I have neglected my blog lately, and I confess that I have enjoyed doing so. For several days I have hardly read the political blogs and the news media, except to notice, on the occasion of the death of Abu Musab al-Zarqawi, the reassertion of our peculiar national personalization of war. If you'll remember when we invaded Iraq, our leaders and the media hardly ever said we were at war with Iraq, but rather that we were engaged in a struggle with "Saddam." Naturally it became very important to kill or capture Saddam Hussein, though our failure to do so expeditiously didn't keep the President from declaring Mission Accomplished from the deck of an anchored stageprop aircraft carrier. Six months later, a new round of triumphalist rhetoric was set off when a gratifyingly bearded, disheveled and disoriented Saddam Hussein was removed from his hideout, which, strangely was almost uniformly called a "spider hole" by the media. What was that about?
Anyway, Mission Accomplished II didn't seem to have been any more of a keeper than Mission Accomplished I. And now we have this gruesome display of Zarqawi's corpse, a sort of trophy, I guess, but I think this time that it's going to be sold as Turning the Corner, or Light at the End of the Tunnel, rather than Mission Accomplished III--if they have learned anything from the unravelling of MA1 and II.
But I digress. What I was going to say was that we might have another look at Pascal's Wager.
I never took Pascal's wager very seriously. I have always thought it was a philosophical absurdity. But that's because I am a reality-oriented person, and I see no tangible evidence that I am any more likely to be penalized by a Deity with anger-management problems for not believing in Him, than I am by malignant ghosts if I show insufficient respect to them when walking past a graveyard. (There are more sophisticated philosophical criticisms of Pascal's Wager than this, but clearly no sane Buddhist, much less a sane secular person, is going to accept Pascal's Wager if it's about dangerous ghosts. Same with wrathful deities, in my book. )
But there is a version of Pascal's Wager that makes a lot of sense. And climate change provides us with that version. Imagine an unknown chance of civilization being destroyed if we do nothing. We don't know the magnitude of the risk, but we do know, and can verify--unlike the stuff about malign Spirits--that known causes, operating today, can lead to civilization being chaotically disrupted unless unless some intervention occurs to save us from such chaos.
I am talking about global warming.
That is, many of the CO2-driven climate changes predicted by current computer modeling would, if they occurred, lead to widespread temperate-zone desertification, famine, wars over remaining water and arable land, and the creation of vast throngs of desperate refugees displaced by rising sea levels, or hunger, or violence, or disease.

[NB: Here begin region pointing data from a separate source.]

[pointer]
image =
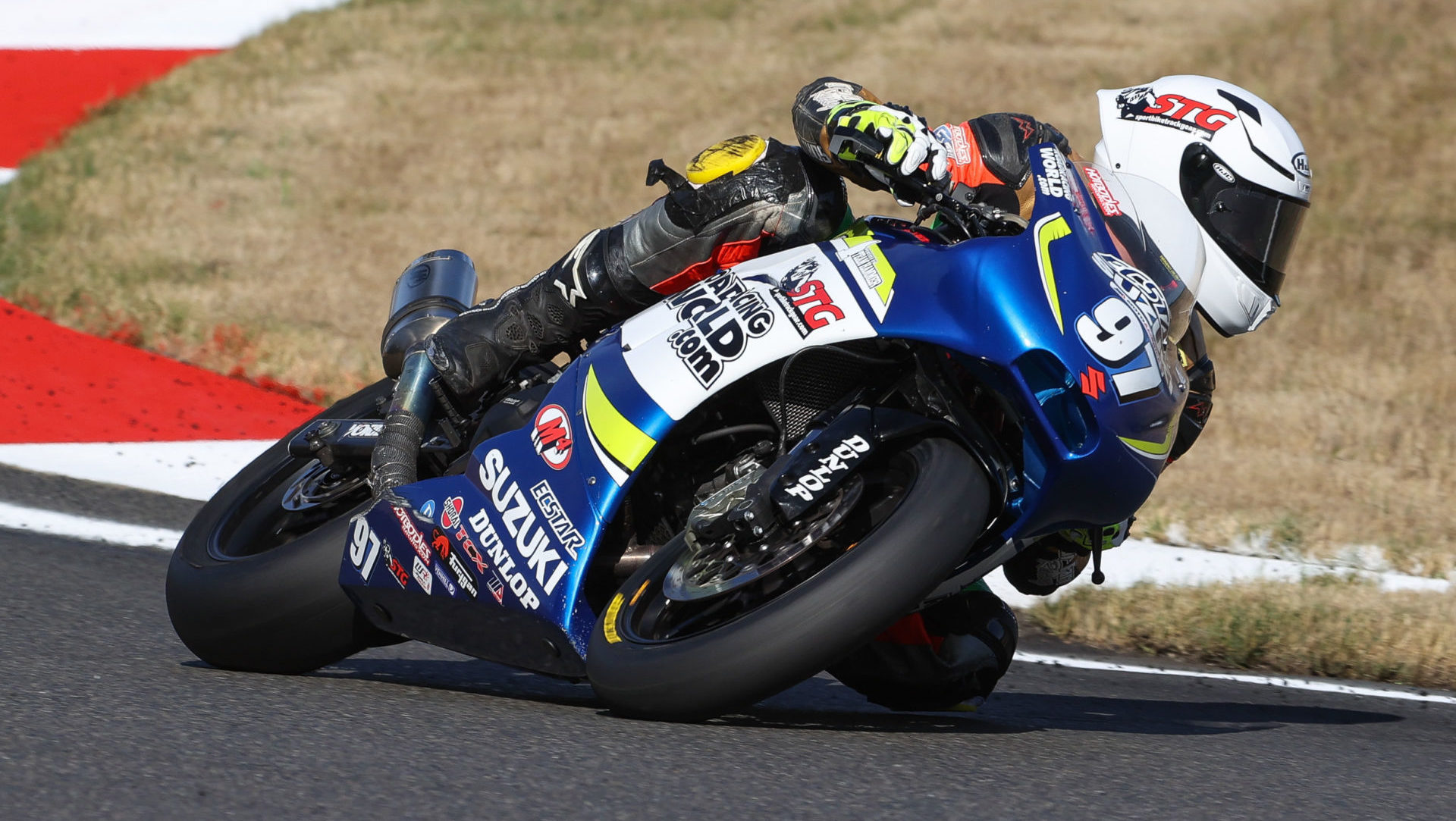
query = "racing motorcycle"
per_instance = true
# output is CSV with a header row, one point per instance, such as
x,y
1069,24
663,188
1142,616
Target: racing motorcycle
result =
x,y
733,490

There are reasonable actions that could prevent some or all of the potential climate changes from happening. These actions might be inconvenient. On the other hand, will you risk the continuance of a livable world on the basis of a belief that mechanisms as yet unknown will fortuitously save us?

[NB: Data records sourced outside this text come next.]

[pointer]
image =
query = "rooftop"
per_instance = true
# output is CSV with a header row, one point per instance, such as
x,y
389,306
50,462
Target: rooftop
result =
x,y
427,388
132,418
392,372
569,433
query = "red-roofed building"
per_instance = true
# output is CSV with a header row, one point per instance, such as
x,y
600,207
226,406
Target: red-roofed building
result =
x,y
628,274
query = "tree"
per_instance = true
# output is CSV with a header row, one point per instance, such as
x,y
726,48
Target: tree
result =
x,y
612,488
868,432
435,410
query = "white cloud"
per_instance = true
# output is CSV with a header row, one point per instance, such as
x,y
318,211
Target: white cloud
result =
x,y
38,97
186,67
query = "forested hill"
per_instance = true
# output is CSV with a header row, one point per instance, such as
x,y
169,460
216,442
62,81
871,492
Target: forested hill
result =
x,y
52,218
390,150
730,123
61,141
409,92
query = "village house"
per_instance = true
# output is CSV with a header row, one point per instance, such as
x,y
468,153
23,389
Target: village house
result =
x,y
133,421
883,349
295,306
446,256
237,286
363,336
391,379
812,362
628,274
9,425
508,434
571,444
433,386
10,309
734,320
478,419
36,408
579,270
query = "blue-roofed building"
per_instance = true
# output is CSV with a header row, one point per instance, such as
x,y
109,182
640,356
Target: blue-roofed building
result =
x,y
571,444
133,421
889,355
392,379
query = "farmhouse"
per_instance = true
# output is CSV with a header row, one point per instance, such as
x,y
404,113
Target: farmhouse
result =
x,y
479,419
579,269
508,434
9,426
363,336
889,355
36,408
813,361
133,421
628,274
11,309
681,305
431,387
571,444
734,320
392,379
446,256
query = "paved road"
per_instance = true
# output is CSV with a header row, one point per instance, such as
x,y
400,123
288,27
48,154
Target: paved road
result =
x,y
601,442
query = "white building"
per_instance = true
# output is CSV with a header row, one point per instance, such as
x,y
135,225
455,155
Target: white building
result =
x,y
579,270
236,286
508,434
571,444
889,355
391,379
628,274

We do know, absolutely, that if you pump greenhouse gases into the atmosphere that the atmosphere will get warmer. The laws of physics require it. We know it for the same reasons we know if you park your car in the sun with the windows up it will get hot inside. The physics is established and beyond dispute.
You can prevent your car from getting hot inside in about 3 ways. You can open the windows. You can turn on the engine and run the air conditioner. Or you can cover the windows (and the top of the car) with a reflective shade.
Opening the windows is equivalent (depending on when you do it) to either not putting excess CO2 in the atmosphere in the first place, or to sequestering the CO2 if you have already had some greenhouse warming. Running the AC is equivalent to an ice age starting up, assuming that it could happen on our command. Reflective shade is equivalent to increasing the cloud cover, to keep the solar heating out of the atmosphere sufficiently to nullify the CO2 forcing.
The global warming denialists either have to assume that there is a loophole in the laws of physics to exempt our atmosphere from greenhouse effects, or that the not entirely understood forcings that have created previous ice ages will fortuitously begin to operate just as we need them, canceling out the CO2. (Of course you never know--we could be plunged all the way back to full-glacial conditions, rather than just balancing the CO2 exactly. That's the problem with relying on chance or magic.)
Another chance-or-magic scenario is to assume that natural feedback mechanisms, presently unknown, will sequester the excess CO2.
Or, similarly, we can assume that the increased CO2 will, by mechanisms also presently unknown, increase the albedo to reflect enough sunlight that the increased CO2 will again be cancelled out.
All the global warming denial arguments seem to require that we ignore physics, or foreseeable risks, or common sense, or maybe all three. And if we do that we could easily end up in hell. I think I'm with Pascal here.